Water Efficiency Enhancement Policy: To support the coal industry transformation in Jiaozuo and equipment manufacturing development in Xuchang, the government will promote “Special Industrial Water Recycling Technologies” with investment subsidies for mine water reuse and industrial cooling systems. In agriculture, the “High-Standard Farmland Water Conservation Upgrade” initiative aims to achieve 90% coverage of drip and sprinkler irrigation by 2026, reducing agricultural water use from 62.78% to below 55%. Water consumption per 10,000 yuan of GDP will be stabilized at 100 m³ or less.

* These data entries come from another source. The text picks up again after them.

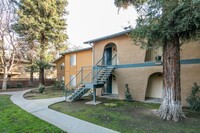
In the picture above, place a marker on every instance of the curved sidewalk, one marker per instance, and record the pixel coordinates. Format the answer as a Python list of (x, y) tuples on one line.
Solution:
[(65, 122)]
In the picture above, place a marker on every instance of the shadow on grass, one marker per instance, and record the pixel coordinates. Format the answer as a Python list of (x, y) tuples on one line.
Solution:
[(128, 117)]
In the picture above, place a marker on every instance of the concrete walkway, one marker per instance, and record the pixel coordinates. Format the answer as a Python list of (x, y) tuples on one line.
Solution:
[(67, 123)]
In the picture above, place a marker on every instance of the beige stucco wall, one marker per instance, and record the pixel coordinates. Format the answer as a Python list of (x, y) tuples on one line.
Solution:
[(127, 52), (83, 58), (60, 73), (137, 77)]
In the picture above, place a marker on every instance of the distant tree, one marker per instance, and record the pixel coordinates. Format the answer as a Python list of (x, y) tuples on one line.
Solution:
[(168, 24), (42, 22), (8, 41)]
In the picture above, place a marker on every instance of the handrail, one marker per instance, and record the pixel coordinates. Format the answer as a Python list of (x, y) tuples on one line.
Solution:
[(80, 72), (114, 57), (93, 76)]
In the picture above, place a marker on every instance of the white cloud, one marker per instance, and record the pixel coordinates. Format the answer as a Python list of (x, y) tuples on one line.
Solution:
[(90, 19)]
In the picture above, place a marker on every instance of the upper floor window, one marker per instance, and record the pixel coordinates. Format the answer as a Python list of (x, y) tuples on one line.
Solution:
[(151, 54), (62, 66), (73, 80), (73, 60)]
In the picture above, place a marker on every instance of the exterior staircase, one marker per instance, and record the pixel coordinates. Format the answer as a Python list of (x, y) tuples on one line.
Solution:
[(98, 80)]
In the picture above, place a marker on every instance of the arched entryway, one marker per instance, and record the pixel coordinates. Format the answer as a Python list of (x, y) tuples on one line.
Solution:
[(110, 58), (154, 87), (110, 54)]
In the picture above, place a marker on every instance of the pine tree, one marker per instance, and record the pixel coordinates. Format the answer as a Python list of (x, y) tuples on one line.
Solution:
[(166, 24), (42, 22)]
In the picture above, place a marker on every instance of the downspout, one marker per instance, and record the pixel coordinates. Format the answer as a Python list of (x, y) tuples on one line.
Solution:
[(93, 61)]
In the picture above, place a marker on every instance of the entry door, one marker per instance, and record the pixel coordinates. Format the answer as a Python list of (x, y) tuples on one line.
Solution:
[(108, 56), (109, 85)]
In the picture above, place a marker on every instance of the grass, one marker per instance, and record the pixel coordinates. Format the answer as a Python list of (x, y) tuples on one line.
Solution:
[(49, 92), (128, 117), (15, 120)]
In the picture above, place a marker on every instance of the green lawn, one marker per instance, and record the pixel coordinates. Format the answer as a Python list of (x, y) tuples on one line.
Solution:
[(15, 120), (128, 117), (49, 92)]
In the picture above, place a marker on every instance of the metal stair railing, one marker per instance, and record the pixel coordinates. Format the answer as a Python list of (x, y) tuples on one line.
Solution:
[(68, 89), (91, 77)]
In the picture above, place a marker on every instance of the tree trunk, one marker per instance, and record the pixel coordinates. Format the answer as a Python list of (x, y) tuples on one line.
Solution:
[(171, 108), (31, 76), (5, 77), (41, 75)]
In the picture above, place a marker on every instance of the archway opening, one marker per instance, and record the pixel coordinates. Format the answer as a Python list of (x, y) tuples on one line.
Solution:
[(110, 54)]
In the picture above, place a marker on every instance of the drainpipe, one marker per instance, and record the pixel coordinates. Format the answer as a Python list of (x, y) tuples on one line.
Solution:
[(93, 61)]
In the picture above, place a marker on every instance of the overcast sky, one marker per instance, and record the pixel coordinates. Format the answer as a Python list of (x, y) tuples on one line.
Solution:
[(90, 19)]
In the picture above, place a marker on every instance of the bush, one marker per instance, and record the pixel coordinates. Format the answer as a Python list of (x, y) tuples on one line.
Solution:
[(41, 88), (59, 85), (194, 98), (19, 85)]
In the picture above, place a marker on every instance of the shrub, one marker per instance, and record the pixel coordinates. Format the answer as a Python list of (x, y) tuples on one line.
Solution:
[(41, 88), (194, 98), (59, 85), (19, 85)]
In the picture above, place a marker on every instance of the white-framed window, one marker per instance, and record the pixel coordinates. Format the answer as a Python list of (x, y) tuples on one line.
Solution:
[(63, 78), (73, 59), (73, 80), (62, 66)]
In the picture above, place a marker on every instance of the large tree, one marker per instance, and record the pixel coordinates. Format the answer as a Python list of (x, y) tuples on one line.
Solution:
[(42, 22), (8, 41), (168, 24)]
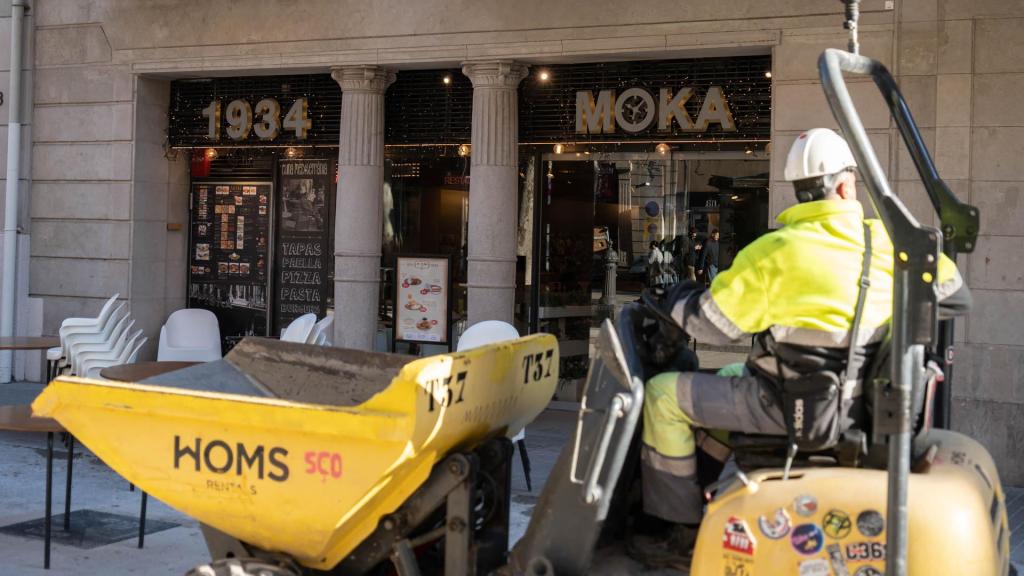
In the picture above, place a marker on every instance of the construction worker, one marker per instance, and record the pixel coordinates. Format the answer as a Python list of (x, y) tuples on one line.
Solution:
[(796, 290)]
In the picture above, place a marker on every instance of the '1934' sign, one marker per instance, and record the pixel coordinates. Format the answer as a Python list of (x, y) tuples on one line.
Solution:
[(634, 111), (241, 115)]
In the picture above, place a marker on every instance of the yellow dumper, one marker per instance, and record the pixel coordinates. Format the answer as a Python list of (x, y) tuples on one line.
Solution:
[(302, 450)]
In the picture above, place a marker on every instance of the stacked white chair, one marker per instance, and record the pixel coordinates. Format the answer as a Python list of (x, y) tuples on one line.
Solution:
[(323, 332), (190, 335), (300, 329), (491, 332)]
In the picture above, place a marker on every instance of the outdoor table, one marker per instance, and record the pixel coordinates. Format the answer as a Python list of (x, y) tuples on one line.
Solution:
[(139, 371), (32, 343)]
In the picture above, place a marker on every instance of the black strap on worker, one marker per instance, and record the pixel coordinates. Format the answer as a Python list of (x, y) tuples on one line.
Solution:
[(865, 283)]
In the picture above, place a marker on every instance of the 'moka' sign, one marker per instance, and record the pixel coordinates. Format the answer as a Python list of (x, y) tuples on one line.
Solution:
[(634, 111)]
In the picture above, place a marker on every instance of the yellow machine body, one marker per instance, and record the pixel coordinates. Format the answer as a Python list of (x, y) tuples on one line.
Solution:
[(832, 521), (307, 480)]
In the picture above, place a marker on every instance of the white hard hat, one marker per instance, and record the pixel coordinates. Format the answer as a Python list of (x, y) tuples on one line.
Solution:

Industrial Transformation Support Policy: To address the industrial spillover from Zhengzhou and Luoyang, a “Industrial Transfer Coordination Platform” will be established. Jiaozuo will receive preferential land allocation and infrastructure subsidies for new energy battery projects, while Xuchang will benefit from infrastructure support for intelligent connected vehicle initiatives. Simultaneously, efforts will focus on developing a “Water-Saving Equipment Manufacturing Cluster” to support local enterprises in R&D of drip irrigation systems and industrial water-saving valves. This initiative aims to cultivate regional specialty industries, driving an average annual GDP growth rate of 6%−7%, with the target reaching over 100,000 yuan per capita by 2026.